Nicholls is a non-executive director of Australian health insurers Medibank Private, which is facing court action next year over the information it gave members when it changed the payments it made to diagnostic service providers. Nicholls is also a former non-executive director of ASX-listed Sigma Pharmaceuticals, which was investigated this year by the Australian Securities and Investments Commission, with the former chief executive and chief financial officer convicted of falsifying the company's books and giving false information to the directors and auditors.

Additionally, she is the non-executive chair of Japara Healthcare, whose subsidiary Aged Care Services Australia Group underpaid its staff over six years from 2008.

The OIO said the Medibank proceedings didn't have any allegations about any directors, and it didn't think they reflected badly on Nicholls, and nor did either of the issues related to Sigma and Japara.

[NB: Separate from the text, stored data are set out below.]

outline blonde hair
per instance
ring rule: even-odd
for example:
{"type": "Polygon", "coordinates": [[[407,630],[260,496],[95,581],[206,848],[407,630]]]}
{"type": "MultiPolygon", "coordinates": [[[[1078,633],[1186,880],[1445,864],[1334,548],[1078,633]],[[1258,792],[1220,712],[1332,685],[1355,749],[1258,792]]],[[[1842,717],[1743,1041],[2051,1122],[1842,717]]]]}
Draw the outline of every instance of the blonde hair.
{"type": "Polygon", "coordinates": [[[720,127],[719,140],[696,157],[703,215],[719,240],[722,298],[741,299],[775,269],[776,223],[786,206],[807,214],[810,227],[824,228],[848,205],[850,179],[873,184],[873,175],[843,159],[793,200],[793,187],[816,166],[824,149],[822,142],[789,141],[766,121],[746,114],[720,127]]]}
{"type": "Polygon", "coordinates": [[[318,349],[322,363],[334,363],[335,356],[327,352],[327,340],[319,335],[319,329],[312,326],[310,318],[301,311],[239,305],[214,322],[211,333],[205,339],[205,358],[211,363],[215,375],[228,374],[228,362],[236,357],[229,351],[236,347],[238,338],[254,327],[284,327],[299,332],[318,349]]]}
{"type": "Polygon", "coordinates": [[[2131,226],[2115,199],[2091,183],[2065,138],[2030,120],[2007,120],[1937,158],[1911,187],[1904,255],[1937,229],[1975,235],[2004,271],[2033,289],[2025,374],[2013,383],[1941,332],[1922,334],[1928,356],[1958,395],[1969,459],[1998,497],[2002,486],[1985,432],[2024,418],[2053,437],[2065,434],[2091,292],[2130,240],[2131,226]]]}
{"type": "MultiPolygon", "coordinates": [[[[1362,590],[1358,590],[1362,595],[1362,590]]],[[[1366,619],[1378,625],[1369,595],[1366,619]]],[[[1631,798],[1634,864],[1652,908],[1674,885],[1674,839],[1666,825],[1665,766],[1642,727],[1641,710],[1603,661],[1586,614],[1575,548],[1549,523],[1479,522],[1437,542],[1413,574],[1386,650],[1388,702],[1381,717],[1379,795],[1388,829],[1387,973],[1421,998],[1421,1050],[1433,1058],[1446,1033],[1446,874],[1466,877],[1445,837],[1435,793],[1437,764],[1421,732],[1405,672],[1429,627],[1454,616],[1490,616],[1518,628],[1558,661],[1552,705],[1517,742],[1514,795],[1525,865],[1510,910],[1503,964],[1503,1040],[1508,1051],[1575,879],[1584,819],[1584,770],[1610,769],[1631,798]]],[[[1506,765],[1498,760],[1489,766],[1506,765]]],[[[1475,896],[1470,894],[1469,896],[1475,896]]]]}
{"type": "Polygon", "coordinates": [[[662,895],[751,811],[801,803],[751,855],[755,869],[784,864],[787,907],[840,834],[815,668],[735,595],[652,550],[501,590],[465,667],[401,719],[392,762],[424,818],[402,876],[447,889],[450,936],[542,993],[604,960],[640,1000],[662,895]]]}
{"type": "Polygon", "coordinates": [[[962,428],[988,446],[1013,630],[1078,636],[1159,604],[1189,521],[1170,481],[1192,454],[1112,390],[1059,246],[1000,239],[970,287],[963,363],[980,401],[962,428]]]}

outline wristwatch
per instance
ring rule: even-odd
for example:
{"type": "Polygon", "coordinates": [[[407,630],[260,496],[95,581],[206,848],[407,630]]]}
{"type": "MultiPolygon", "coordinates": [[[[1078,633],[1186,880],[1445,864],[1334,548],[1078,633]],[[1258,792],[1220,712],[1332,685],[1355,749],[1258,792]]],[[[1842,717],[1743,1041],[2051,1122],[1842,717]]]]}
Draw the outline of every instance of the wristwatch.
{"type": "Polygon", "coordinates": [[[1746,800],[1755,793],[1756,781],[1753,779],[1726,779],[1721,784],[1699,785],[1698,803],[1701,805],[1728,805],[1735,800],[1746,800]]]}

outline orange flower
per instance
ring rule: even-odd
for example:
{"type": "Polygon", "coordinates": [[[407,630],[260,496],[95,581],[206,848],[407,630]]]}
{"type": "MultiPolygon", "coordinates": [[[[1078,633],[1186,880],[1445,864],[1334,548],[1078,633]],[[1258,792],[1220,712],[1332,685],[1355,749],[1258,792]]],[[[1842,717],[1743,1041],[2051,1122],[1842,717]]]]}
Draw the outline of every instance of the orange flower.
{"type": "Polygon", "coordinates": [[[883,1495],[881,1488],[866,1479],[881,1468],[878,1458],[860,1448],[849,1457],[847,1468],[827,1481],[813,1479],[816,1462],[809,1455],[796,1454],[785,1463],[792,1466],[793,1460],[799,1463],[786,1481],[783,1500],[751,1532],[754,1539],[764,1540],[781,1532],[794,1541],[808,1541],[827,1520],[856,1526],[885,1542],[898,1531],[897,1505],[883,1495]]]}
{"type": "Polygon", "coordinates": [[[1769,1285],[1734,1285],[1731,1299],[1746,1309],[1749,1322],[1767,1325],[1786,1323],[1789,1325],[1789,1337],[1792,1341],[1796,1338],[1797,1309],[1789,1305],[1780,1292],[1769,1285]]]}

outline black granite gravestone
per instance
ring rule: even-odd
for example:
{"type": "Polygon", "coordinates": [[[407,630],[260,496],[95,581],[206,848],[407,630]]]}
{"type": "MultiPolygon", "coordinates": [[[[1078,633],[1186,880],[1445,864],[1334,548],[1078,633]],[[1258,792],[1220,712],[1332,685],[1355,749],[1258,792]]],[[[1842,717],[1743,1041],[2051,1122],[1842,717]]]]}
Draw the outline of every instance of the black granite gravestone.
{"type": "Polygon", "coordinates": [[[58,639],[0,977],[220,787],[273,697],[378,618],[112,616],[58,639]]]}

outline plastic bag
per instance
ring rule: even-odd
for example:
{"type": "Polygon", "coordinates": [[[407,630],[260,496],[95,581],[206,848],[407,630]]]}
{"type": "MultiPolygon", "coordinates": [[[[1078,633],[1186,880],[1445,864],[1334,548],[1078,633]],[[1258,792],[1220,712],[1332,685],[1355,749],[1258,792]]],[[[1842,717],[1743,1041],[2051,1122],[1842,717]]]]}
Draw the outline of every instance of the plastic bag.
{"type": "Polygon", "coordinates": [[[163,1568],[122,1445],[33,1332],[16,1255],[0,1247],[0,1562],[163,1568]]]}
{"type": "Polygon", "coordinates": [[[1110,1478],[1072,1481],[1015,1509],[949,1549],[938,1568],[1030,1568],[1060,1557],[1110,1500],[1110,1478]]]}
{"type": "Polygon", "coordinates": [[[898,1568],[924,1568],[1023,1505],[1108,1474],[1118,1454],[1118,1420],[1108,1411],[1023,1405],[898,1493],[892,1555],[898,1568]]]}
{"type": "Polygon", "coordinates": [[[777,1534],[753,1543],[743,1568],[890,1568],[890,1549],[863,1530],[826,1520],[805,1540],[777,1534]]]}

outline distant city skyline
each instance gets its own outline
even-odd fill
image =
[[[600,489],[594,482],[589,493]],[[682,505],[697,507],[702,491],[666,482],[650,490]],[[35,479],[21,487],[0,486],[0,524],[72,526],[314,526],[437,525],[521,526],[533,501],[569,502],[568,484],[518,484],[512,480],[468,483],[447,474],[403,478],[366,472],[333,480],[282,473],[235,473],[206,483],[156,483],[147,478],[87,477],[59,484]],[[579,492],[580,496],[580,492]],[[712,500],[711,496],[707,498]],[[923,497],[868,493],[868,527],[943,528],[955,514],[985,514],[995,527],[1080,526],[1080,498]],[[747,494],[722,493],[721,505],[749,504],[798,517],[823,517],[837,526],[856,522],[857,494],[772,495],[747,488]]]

A merger would combine NZME's flagship New Zealand Herald newspaper and website, a portfolio of radio stations including Newstalk ZB and the GrabOne daily deals site with Fairfax's suite of newspapers including the Sunday Star-Times, The Press, the website and magazines including NZ House and Garden.

The OIO noted that its searches had revealed a number of defamation actions, or statements of intended defamation actions, relating to Fairfax, but said this wasn't uncommon in relation to large media companies and it didn't reflect adversely on the character of any individuals with control of the company.